Leif's "First Car" - the RC-10


When Leif was in junior high school in Highland Park, Illinois, he was too young to have either a car or a driver's license, but too old for the Matchbox cars. That's when he discovered radio-controlled cars. He save his allowance and gift money to spend on them. The first kit he bought was made in China and in those days (about 1986) the "English" instructions were nearly unreadable. With his mechanical skills, he figured out how to put it together and soon had it racing up and down the street.

Of course, typical of Leif, he had to have a better one . . . and a better one. The top of the line in those days was the RC-10. It was expensive and it took him awhile to save up the money, but boy, was it fast and sleek! Not content with the "out of the box" version, he spent what seemed to be an endless amount of money on different gears, wheels, bodies, and then modified the body. You can see in this photo that he drilled numerous holes in the aluminum chassis to make it lighter and therefore faster.

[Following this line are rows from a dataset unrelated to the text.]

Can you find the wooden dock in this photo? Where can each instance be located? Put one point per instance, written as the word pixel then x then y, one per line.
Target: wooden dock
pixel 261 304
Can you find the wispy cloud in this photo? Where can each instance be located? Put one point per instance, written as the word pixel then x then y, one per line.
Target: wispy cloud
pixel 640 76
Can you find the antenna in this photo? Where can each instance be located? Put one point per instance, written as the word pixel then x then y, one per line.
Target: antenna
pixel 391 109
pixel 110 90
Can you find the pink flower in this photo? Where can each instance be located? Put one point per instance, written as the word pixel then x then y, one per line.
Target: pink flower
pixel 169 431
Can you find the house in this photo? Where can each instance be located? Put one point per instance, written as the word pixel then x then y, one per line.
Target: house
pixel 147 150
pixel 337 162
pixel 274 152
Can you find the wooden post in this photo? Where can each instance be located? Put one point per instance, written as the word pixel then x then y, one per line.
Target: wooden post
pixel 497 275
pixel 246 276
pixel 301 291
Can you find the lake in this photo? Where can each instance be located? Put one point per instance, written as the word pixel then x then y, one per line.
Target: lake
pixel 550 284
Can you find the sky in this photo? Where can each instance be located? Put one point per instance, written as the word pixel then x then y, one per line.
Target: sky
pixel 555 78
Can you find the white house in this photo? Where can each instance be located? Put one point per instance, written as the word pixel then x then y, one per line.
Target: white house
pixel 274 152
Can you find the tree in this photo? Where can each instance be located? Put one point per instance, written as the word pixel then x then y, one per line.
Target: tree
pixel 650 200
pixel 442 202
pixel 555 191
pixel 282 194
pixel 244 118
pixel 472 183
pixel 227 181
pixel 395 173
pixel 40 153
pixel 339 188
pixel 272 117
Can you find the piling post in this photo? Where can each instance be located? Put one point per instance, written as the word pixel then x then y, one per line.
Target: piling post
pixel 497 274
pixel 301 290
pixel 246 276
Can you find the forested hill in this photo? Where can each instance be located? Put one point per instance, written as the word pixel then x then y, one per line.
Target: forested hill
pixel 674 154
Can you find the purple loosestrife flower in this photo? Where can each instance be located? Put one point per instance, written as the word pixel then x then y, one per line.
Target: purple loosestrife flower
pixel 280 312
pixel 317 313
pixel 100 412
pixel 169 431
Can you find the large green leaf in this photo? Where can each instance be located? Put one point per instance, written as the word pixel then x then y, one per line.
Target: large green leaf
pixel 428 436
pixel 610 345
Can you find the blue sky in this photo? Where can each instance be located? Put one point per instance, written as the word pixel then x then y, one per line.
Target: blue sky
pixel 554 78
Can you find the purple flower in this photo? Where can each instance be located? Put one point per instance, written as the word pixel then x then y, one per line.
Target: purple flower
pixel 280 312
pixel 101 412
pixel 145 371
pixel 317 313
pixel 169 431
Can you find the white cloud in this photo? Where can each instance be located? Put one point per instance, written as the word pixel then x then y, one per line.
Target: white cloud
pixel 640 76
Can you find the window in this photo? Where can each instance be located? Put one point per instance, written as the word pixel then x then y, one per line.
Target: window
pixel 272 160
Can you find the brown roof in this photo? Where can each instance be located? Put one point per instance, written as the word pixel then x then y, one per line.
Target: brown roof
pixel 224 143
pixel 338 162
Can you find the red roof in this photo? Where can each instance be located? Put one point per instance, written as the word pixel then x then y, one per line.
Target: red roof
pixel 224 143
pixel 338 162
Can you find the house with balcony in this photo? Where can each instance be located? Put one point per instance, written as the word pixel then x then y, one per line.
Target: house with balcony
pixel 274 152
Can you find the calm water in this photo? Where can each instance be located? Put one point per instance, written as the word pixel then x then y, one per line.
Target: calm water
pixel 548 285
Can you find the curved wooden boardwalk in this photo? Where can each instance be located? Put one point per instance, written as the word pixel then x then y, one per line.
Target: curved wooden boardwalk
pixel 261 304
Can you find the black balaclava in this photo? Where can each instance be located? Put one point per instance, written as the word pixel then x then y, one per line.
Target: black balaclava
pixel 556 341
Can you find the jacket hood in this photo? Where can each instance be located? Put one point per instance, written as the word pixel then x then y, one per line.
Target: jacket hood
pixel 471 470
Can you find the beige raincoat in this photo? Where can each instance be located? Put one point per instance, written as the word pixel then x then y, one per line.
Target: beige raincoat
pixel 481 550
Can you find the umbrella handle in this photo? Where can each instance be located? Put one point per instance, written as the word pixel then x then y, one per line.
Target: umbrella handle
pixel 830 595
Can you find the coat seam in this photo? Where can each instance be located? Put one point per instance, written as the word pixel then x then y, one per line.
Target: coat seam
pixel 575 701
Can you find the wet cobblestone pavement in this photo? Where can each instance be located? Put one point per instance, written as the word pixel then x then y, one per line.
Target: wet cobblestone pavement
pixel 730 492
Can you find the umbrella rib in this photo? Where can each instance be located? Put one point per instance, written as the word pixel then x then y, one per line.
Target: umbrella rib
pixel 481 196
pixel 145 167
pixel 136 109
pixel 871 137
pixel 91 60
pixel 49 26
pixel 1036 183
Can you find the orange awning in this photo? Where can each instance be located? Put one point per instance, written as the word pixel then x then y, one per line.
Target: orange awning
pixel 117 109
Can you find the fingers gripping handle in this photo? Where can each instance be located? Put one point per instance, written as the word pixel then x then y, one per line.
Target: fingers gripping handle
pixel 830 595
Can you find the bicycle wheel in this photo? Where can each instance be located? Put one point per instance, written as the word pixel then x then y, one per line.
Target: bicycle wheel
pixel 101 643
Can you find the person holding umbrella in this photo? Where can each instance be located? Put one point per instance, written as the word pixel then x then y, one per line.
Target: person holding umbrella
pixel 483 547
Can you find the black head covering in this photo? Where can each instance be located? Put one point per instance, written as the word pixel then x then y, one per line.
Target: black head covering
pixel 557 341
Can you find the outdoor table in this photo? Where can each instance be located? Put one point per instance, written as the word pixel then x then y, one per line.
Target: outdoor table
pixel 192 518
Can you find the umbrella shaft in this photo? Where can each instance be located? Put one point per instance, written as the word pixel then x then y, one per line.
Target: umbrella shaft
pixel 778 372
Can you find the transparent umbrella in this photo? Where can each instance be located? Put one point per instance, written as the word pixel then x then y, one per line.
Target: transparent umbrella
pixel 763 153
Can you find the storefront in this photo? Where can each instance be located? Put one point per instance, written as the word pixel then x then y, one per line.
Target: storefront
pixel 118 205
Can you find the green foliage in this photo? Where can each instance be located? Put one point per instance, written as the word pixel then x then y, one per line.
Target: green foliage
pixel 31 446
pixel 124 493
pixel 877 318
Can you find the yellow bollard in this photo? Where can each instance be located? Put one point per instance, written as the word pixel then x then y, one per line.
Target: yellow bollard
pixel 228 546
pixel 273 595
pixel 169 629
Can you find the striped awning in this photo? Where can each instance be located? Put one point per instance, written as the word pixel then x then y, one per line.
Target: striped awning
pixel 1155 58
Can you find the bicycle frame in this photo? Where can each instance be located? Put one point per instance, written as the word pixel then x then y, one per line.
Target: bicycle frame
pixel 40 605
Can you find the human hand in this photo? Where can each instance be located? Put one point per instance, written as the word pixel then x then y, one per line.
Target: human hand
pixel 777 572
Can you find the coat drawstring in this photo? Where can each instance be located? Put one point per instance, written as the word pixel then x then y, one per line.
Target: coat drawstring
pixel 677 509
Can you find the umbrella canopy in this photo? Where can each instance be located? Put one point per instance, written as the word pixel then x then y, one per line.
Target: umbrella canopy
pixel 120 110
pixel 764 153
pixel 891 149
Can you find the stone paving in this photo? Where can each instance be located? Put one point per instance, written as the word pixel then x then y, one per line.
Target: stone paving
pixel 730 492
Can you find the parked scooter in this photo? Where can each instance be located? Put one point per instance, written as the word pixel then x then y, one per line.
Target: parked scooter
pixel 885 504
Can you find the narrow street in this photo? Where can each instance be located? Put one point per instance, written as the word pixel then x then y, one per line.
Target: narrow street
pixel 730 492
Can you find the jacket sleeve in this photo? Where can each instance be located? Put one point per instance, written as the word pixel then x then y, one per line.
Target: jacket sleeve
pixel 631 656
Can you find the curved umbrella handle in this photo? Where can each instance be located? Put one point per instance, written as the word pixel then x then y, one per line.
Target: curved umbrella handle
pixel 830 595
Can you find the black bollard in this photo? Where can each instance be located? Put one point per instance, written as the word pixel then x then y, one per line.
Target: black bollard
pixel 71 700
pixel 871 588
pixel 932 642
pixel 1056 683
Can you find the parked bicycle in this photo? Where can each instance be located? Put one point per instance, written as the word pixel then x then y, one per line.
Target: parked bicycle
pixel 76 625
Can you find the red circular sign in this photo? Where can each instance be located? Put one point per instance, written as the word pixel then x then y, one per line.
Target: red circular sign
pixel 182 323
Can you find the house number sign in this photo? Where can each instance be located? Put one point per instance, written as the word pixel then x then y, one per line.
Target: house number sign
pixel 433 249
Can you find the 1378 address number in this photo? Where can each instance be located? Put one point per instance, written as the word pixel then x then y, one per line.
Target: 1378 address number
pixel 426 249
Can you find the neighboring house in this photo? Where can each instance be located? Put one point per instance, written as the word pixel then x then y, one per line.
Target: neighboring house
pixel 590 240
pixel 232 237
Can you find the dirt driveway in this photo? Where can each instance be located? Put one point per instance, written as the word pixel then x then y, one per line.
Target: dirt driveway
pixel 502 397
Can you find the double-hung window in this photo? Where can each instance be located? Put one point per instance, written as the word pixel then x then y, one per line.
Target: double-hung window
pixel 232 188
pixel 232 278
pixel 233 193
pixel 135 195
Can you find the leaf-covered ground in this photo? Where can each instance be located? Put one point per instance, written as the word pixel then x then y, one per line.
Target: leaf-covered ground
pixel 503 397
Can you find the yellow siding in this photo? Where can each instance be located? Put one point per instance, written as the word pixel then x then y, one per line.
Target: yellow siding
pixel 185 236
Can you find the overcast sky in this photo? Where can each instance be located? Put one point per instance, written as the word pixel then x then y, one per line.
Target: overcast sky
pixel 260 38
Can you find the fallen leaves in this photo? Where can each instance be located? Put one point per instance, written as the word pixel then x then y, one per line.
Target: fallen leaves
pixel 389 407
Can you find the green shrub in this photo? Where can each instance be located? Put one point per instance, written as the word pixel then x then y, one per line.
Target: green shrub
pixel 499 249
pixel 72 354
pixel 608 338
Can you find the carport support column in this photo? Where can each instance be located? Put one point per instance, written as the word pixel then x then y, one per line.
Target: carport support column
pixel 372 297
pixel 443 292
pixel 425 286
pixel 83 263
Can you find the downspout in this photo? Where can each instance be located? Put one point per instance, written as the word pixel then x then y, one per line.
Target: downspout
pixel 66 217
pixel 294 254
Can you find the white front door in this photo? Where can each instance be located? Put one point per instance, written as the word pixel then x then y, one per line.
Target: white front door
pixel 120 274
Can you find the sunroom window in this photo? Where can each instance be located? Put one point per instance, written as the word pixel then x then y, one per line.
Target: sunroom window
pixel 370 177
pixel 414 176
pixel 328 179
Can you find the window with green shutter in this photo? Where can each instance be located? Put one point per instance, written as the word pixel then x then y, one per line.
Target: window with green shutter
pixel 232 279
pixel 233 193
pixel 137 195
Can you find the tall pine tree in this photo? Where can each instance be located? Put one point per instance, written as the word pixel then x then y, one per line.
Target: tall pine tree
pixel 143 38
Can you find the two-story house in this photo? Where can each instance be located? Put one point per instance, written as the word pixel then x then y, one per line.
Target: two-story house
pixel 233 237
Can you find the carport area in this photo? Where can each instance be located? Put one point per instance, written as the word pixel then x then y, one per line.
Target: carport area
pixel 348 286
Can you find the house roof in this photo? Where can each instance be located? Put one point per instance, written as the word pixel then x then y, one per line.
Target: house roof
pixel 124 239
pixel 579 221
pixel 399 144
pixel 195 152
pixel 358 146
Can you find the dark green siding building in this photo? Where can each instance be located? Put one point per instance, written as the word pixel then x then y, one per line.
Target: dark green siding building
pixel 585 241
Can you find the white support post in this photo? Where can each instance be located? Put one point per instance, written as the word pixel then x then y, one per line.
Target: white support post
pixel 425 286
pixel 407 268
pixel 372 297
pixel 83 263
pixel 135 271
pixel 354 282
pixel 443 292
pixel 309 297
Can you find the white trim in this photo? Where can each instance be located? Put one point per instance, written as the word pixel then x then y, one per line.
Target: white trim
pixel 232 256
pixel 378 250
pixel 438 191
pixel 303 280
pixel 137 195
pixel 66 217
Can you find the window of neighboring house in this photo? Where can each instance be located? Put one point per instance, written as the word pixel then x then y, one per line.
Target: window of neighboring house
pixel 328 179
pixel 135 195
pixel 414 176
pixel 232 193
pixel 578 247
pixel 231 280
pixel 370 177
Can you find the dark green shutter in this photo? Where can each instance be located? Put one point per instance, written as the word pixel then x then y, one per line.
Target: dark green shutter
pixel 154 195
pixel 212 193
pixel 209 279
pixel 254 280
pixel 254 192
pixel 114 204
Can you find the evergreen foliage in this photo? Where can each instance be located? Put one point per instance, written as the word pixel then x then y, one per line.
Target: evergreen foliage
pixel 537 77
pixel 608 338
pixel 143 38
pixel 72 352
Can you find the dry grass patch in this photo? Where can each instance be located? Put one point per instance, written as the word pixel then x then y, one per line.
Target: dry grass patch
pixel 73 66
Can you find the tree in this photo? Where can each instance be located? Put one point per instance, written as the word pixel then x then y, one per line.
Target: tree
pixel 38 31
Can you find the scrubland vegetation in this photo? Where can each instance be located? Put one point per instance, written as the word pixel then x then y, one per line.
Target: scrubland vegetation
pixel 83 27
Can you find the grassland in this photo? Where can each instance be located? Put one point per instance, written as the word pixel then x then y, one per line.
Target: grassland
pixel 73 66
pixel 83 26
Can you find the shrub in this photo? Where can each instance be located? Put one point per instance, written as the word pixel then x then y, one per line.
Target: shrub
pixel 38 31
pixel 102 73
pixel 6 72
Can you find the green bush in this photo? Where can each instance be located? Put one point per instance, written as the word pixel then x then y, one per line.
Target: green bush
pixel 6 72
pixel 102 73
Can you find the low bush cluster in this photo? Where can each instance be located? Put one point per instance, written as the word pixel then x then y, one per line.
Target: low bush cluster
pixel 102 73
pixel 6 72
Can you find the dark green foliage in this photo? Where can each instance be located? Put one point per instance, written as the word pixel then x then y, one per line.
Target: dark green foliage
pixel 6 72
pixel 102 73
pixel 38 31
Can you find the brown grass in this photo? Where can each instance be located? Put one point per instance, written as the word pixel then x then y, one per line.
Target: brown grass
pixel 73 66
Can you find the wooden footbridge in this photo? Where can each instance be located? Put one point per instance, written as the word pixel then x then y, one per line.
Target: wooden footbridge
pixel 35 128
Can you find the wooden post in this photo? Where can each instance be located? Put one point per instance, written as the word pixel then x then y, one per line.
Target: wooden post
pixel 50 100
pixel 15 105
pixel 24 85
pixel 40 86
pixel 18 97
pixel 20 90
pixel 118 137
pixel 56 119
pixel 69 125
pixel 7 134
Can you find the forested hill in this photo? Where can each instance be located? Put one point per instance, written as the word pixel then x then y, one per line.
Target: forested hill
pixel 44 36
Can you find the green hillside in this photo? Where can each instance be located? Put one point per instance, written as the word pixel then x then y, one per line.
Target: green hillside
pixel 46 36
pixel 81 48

The RC-10 proved to be his ticket to two outstanding science fair projects. First, in seventh grade, he designed and carried out an experiment on how different tire treads affected battery life and the length the car could go on a single charge. In 8th grade, he went all the way to the Illinois State Science Fair with his intricate and excellent experiment on how different gear ratios affected speed and distance. Perhaps in the next couple of days I'll post photos of him with his science fair displays.

The obsession with radio-controlled cars had an added benefit. Leif had always maintained he didn't like to read, and getting him to read school assignments and books for book reports usually was an unpleasant chore. However, he loved reading about model cars, sports cars and radio-controlled cars and subscribed to several magazines about them, which he read avidly.

Actually, it wasn't that Leif didn't like to read, just that he didn't like the kind of reading he was required to do. Hand him the "right" book, like Orson Scott Card's Ender series, beginning with Ender's Game, and he couldn't put it down.

One amusing thing about his subscriptions was the other mail he got because of them. Evidently the profile for someone subscribing to Car and Driver magazine, for instance, must have been for a yuppy, or at least a young man with some cash, and of age. Leif got frequent credit card offers at the age of 13 or 14. We had no success in stopping the flood of them until one night he sat down and filled out one of the applications . . . truthfully, stating his occupation as "junior high school student," and his income as his meager allowance, etc. To bad we couldn't have seen the face of whoever opened it.

I don't know what happened to his RC-10. I think he had it at least until he went into the Army in 1998, maybe even after that.

Among his things when he died was a radio-controlled car. Still having fun. Now his nephew will enjoy playing with it.